Mr. Potts is turning 45 years old today. This is the young guy whom I met when he was just a junior in high school with over sized glasses, braces, and a personality that melted my heart...
I've known Eric, my husband, for most all of my life and there hasn't been a day when we've been together or spoken over the phone that he hasn't made me laugh out loud.
When I was young, my Mother used to tell me, "Try to marry someone just like your Father." Eric is this man but he was (is) also one of my dearest friends. I was completely unaware of the parallel. When we were in our teens, there were times Eric would walk into a party where kids were passing out drunk on top of one another (myself included) and I'd be annoyed because just his presence would bring out the guilt in me. You see, Eric wasn't a big partier. He was a good kid. One annoyed look from him and the party was over for me. It was if my Dad walked into the room and gave me one of his looks. Damn, that pissed me off!

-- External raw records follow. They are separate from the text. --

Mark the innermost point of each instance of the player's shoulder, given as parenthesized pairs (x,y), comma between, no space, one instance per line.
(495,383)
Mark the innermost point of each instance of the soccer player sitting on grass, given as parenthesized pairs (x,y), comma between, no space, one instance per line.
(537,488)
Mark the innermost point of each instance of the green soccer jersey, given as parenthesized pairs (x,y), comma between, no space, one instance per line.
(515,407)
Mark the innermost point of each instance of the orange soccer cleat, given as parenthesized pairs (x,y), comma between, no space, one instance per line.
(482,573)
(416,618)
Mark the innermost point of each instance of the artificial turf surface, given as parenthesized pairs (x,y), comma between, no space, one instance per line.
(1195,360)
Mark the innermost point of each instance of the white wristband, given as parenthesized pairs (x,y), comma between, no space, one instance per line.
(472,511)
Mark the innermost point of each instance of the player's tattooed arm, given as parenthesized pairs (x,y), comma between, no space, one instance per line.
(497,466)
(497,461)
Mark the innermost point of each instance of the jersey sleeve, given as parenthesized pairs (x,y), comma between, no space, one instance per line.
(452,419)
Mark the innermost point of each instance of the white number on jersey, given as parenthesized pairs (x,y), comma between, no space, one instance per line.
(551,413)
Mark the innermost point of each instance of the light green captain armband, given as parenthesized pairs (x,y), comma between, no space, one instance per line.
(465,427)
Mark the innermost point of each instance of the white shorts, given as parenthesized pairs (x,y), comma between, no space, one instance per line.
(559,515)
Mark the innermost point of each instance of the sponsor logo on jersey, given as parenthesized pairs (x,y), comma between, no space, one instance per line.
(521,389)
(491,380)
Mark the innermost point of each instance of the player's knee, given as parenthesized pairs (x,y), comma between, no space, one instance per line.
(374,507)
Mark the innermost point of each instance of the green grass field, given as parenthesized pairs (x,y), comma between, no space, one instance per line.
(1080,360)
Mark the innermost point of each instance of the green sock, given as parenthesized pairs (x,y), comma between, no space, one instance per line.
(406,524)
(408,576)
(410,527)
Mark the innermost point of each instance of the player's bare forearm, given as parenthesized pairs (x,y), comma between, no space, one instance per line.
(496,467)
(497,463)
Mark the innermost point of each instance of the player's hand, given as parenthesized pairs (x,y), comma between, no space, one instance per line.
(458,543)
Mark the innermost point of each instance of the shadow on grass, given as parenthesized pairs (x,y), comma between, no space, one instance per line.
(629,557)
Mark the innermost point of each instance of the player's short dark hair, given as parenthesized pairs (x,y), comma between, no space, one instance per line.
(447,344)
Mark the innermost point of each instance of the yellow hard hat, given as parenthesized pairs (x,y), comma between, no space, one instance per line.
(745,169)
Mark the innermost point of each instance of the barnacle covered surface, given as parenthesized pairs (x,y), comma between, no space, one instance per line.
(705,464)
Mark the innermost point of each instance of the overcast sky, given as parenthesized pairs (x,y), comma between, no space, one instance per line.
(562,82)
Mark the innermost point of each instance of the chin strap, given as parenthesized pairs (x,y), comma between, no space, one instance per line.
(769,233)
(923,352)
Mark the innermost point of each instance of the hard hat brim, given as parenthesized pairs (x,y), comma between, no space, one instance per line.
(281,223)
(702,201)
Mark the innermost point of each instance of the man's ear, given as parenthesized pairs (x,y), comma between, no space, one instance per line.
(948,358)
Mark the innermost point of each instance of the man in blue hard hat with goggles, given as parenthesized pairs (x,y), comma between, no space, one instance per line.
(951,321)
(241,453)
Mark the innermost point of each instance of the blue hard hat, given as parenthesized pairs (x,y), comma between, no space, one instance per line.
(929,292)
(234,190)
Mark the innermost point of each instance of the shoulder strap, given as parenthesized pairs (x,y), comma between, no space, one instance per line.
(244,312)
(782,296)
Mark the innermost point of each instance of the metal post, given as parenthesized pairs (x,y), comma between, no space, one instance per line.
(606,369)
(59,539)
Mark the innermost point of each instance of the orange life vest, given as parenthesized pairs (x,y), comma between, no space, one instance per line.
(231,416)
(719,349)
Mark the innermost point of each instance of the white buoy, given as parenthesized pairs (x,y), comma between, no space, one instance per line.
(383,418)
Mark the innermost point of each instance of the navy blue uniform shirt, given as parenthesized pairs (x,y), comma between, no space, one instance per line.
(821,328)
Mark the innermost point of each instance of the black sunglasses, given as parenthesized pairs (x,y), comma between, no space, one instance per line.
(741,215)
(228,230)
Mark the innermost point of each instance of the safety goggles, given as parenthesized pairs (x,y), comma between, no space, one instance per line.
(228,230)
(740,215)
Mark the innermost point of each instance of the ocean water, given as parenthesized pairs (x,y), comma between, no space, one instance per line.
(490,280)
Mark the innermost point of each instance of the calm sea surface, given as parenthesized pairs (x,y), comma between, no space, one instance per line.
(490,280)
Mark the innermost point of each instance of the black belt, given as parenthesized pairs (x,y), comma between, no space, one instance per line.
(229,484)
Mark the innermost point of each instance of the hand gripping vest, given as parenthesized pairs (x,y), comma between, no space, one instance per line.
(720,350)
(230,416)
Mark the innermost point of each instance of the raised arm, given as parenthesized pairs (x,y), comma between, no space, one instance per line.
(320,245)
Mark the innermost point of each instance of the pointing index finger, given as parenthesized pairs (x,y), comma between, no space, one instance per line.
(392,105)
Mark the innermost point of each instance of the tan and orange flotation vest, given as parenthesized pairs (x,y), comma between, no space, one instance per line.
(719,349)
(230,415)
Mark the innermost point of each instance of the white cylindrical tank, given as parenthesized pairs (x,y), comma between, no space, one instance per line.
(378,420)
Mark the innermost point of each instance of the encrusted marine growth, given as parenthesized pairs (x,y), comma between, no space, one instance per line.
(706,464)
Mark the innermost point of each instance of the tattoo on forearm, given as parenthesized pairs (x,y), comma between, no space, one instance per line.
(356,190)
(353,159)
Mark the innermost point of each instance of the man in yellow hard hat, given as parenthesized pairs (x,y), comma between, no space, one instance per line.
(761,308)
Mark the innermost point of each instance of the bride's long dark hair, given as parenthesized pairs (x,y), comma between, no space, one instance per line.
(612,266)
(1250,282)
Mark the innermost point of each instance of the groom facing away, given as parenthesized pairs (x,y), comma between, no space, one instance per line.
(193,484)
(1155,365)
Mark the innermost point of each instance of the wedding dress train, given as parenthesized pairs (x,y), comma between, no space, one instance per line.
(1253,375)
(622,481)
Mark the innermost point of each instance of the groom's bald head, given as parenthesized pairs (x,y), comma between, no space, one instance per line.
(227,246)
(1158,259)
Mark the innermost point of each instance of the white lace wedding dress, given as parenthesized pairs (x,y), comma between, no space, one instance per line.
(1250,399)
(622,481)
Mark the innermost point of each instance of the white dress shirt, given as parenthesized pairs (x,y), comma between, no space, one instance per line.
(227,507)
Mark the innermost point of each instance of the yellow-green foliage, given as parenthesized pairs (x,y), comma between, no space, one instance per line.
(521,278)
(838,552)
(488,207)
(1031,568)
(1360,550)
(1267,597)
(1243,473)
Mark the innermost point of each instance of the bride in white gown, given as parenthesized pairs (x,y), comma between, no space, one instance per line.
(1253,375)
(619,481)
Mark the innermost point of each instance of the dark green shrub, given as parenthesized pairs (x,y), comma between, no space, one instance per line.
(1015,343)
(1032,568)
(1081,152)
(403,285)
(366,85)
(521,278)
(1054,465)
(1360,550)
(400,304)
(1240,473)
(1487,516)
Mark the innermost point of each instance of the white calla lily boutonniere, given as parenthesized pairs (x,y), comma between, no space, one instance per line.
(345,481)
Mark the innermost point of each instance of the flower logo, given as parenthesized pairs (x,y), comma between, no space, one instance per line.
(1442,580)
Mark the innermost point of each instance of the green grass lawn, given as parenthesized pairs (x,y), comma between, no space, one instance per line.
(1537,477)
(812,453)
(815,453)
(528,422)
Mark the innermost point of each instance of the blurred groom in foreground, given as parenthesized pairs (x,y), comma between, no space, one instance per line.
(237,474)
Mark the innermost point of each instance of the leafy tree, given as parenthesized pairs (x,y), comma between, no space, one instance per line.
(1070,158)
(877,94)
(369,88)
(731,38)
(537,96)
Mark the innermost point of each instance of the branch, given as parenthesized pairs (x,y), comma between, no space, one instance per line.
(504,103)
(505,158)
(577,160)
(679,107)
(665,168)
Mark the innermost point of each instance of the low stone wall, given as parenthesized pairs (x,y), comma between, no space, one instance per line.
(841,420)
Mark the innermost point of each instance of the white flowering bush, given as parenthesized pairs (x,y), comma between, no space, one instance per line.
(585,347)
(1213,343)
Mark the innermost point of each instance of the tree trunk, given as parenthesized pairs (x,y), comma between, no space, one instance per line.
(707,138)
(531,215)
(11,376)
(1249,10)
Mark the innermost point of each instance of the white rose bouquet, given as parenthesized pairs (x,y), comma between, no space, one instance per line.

He was my friend, my confidant, my big brother and yet - so much more. I was drawn to him. If I drove up to a house for a get-together and his car was parked in front, my heart skipped a beat. I was completely oblivious that I was in love with him and had been so from the moment we met.
After my previous marriage and Eric had survived a non-malignant brain tumor, surgery and radiation - we finally figured out what a couple of complete idiots we'd been. We didn't need to spend one more day making each other laugh over the telephone. We could hold on to one another and do it side by side for the rest of our lives. We were meant to be to together. If there is such a thing as "soulmates", Eric and I define it.
So today, as I watch him pay the bills, discipline the boys, work in his yard, and just be the adult man that he's become - I'll watch for that 17 year old kiddo with over sized glasses, braces, and a personality that melted my heart because he's still there too. And when he looks up and gives me that goofy, dimpled grin and sticks out his tongue at me, I'll fall in love with him all over again.